Science & technology

Report: Apple, Nvidia Trained AI Models on YouTube Captions Without Permission

The use of copyrighted data for AI model training is contentious, with authors who have work present in the Books3 dataset filing a lawsuit against AI makers last year. OpenAI chief technology officer Mira Murata stated in March that he 'wasn’t sure' if their Sora video generator was trained on...

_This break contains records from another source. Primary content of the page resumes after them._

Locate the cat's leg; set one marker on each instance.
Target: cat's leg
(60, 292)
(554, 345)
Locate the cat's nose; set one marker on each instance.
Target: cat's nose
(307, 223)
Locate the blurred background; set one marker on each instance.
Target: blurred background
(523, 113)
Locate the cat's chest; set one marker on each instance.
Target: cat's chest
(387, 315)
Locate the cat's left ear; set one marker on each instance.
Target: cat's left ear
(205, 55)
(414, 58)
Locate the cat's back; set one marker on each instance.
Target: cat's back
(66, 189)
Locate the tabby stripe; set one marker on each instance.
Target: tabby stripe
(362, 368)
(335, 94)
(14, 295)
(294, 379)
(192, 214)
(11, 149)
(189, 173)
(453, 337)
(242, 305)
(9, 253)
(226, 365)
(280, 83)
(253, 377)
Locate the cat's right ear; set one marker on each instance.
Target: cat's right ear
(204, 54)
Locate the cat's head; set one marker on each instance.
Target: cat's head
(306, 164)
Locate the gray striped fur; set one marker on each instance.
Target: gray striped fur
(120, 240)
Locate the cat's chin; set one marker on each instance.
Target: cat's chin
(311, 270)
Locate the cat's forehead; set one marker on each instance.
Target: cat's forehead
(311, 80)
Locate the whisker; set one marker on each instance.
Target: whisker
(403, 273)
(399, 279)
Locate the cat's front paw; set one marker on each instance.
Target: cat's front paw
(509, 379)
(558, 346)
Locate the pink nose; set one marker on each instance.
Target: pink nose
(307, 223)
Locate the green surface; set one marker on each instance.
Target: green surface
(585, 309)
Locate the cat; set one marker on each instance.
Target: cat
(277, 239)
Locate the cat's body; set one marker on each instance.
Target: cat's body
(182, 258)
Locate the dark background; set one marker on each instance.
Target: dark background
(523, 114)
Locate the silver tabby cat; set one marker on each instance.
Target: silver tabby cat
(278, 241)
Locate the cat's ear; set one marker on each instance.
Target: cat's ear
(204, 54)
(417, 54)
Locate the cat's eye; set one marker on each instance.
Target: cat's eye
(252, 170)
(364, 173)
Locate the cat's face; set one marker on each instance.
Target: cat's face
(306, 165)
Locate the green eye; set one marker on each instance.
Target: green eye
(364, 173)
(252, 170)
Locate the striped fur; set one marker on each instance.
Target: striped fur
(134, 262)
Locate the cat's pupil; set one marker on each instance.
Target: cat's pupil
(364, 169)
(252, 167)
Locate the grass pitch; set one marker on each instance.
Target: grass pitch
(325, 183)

by Improve the News Foundation

Updated Jul 18, 2024

0:00

/1861

Facts

An investigation has claimed that a dataset used to help train artificial intelligence (AI) models from companies such as Apple, Anthropic, and Nvidia contains subtitles from over 100K YouTube videos that were included without the consent of the content creators.¹
YouTube Subtitles, which is part of a large dataset known as The Pile, contains captions from over 173K videos that span 48K channels. Taking data from the platform without prior approval would violate YouTube guidelines.²
The dataset was first released in 2020, with a Google spokesperson saying that the company has taken action against "abusive, unauthorized scraping." Channels included in the dataset include Harvard, MrBeast, and the BBC.³
A spokesperson for Anthorpic confirmed that The Pile was used to train their AI assistant Claude, while saying that YouTube's terms only cover "direct use" of the platform. Apple, Nvidia, and Salesforce have previously described using The Pile for model training.¹
The use of copyrighted data for AI model training is contentious, with authors who have work present in the Books3 dataset filing a lawsuit against AI makers last year. OpenAI chief technology officer Mira Murata stated in March that he "wasn’t sure" if their Sora video generator was trained on YouTube videos.⁴
Captions present in the dataset reportedly include profanity, slurs, and captions from videos that have been deleted from the platform.¹

Sources: ¹Proof, ²News Nation Now, ³Futurism and ⁴Verge.

Narratives

Narrative A, as provided by The Conversation. In their quest to gobble up content to train their models, AI companies have run roughshod over the rights any creator who has their work present on the internet. Copyrighted data present in a training set can be reproduced almost exactly by end users, in many instances, as these lucrative AI tools are built on the backs of uncompensated creators.
Narrative B, as provided by TidBits. The hysteria over data scraping for AI training has reached a fever pitch, and it would be akin to an author suing a child for learning to read using one of their books. AI models do not actually copy content verbatim, but use it to adjust probability values to make human-seeming output. AI generated material will complement, not replace, the work of humans.